As members of the universal Church, “we are all part of the pilgrim people of God, journeying, walking, running and sometimes even stumbling towards the fullness of the reign of God that beckons us,” he said. “Being pilgrim is at the very heart of who we are as Church.”

He noted that the Vatican II document Lumen gentium, the Dogmatic Constitution of the Church, describes the Catholic Church as a pilgrim church, and that synods are not new. In fact, St. Peter and St. Paul called the very earliest Church leaders together to decide whether to include Gentiles in the Church. There have been other synods throughout Church history; most recently, Pope Francis has called synods on the topics of the family, youth and the Amazon.

“But this one is a little different,” he said. This is a Synod on Synodality, “the way of being Church for the next millennium. And Pope Francis is clear: If we are not open to the work of the Holy Spirit in journeying this way, the Church will have only a limited or at least not a compelling message to give the world. That the Church will fail to be a living encounter with Christ, our loving savior.”

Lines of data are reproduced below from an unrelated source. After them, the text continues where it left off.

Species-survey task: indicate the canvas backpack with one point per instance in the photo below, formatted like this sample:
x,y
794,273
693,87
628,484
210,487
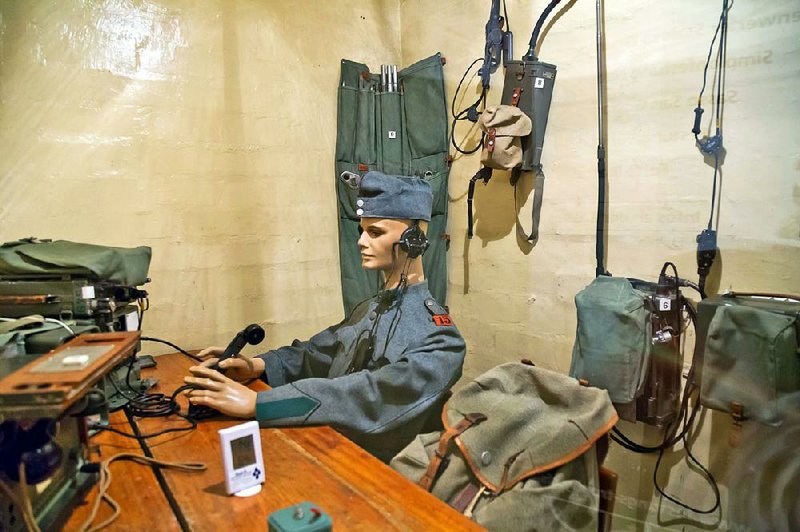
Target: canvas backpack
x,y
518,450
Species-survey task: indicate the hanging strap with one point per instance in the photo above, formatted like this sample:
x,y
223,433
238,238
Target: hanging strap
x,y
536,210
475,418
485,174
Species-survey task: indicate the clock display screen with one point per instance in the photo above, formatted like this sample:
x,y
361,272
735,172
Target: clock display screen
x,y
243,452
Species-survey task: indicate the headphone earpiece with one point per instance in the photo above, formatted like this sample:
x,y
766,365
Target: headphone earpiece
x,y
413,241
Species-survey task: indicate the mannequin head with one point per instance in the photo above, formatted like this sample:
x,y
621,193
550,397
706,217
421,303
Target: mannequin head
x,y
378,244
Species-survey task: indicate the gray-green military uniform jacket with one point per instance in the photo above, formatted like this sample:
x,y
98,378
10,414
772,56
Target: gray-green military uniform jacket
x,y
377,377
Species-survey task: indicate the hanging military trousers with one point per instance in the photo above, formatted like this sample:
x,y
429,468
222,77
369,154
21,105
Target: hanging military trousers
x,y
402,131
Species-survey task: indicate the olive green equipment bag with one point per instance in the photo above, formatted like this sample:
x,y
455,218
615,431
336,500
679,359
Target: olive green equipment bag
x,y
627,341
518,451
749,357
398,128
33,258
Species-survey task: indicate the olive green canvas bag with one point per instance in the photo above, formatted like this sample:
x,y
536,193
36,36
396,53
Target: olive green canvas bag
x,y
33,257
613,339
750,355
518,450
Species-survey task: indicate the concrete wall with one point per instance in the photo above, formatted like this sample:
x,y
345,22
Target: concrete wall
x,y
206,130
202,129
511,302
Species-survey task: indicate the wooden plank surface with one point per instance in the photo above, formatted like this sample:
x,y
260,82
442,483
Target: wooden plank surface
x,y
135,487
302,464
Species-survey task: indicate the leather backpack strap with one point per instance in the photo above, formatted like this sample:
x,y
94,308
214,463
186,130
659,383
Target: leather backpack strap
x,y
470,420
515,96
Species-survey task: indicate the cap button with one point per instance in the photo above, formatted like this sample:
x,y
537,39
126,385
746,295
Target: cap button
x,y
486,458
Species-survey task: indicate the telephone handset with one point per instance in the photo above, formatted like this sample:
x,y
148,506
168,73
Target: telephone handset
x,y
252,334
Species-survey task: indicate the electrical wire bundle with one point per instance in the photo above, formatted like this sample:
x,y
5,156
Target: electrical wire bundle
x,y
143,405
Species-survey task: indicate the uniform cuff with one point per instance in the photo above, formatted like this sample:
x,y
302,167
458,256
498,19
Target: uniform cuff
x,y
273,370
286,404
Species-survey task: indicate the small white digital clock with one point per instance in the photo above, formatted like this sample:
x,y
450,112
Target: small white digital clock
x,y
241,457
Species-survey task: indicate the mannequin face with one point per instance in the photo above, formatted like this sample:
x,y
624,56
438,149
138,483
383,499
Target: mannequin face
x,y
377,239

As part of the process, everyone must be listened to, “those we agree with and those with whom we disagree, and, yes, even the voices we want to ignore,” he said. “It’s in those voices that the movement of the Holy Spirit can be detected.”

He stressed that this process is to listen, not to criticize, condemn or attack. “The Church is being called – called to hear the hard stories and the experiences and the brokenness in the spirit of oneness and humility,” he said.

“Even when Church has different forms of expression, synodality can serve as an instrument of unity,” he added. “When we live and when we are a synodal church, unity is strengthened. And when unity is strengthened, mission, service,  can be strengthened.”

For Pope Francis, the synod “is only the beginning of a larger journey, which in turn may lead us to  other processes that can help us live as Christ’s body and be missionary servants to the world,” Fr. Marek said.

The Holy Father expects there will be conflict, but keeps in sight the unity of the Church, he said. “The only way unity can be maintained or achieved in this diversity, especially when there is disagreement and a variety of possibilities, is for the discussion to be open to the Spirit – the Spirit that  will not only lead us and prompt the discussion but the Spirit that will allow the discussion to be held in unity. In time the Spirit will harmonize those differences and allow for new perspectives to surface.”

The person of Jesus Christ is “at the heart of this contemplation of unity in diversity,” he said, and the process is intended to help Catholics be more effective missionary disciples.

He noted that the local synod process is part of the larger worldwide Church, “a Church that has many faces and many ways of expressing itself. This is a harmonious tension; it’s not something to be feared.”